Notable acts to have played the club include Cracker, Alanis Morissette, and Ashley MacIsaac.
— Hamilton’s 42nd annual free Festival of Friends has announced it is returning to its former home in Gage Park this year, Aug. 4-6. Robert Rakoczy is the new GM, replacing Loren Lieberman. Past headliners have included Steve Earle, Bruce Cockburn, the B-52s, and Dr. John. Applications to perform at the fest are being accepted here.
— British punk band The Damned's Phoenix Sunday night show proved memorable for all the wrong reasons. Guitarist Captain Sensible fell off stage mid-set, breaking a rib. As a result, the band had to postpone a couple of dates on their current 40th anniversary North American tour. Montreal has been rescheduled to May 23. The tour is expected to resume May 5 in NYC.
— Folk-rock combo The Wilderness Of Manitoba releases the six-song EP, The Tin Shop, through Pheromone Recordings on May 5. The night before, WoM plays a release show at the Burdock in Toronto, with Jenny Berkel in support.
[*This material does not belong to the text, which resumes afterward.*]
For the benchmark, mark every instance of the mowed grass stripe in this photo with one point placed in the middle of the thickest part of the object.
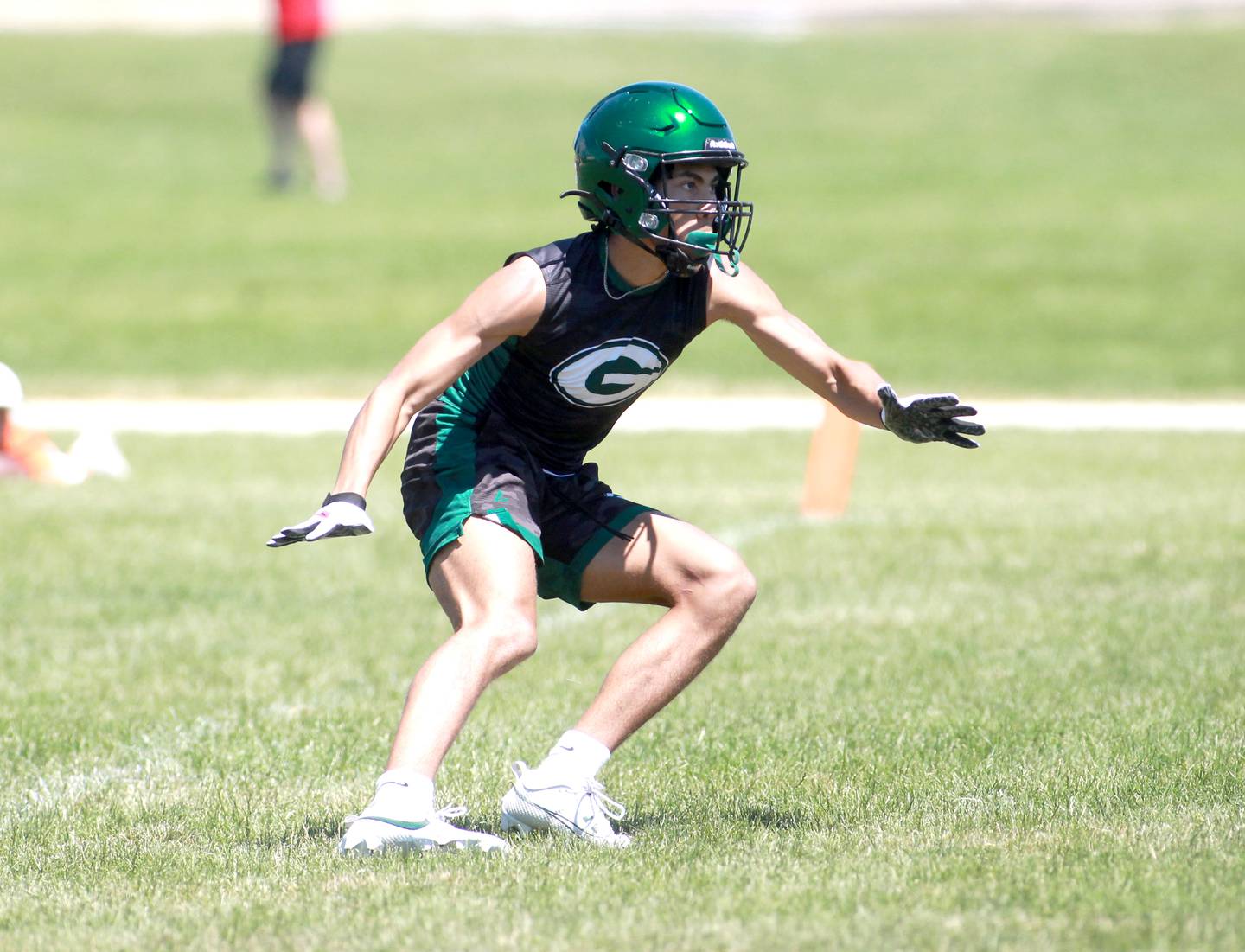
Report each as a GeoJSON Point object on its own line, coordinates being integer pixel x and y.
{"type": "Point", "coordinates": [999, 705]}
A fifth full-length is expected later this year.
— Veteran blues singer/songwriter Terry Gillespie is releasing Home Boy, his fifth solo album, to coincide with his 50th year as a performer and his 70th birthday. He is launching it via a Toronto tour of four club venues, Gate 403, the Cameron House, the Dakota, and Junction City Music Hall, May 17- 21. Gillespie first made a mark in seminal Canadian rock band Heaven’s Radio in the early ‘70s. More details here.
Bruce Hampton (born Gustav Valentine Berglund III), a founding member of Atlanta's avant-garde Hampton Grease Band, dropped dead at the city's Fox Theatre on May 1st during an encore performance of "Turn On Your Lovelight." The event was put together by friends to mark his 70th birthday.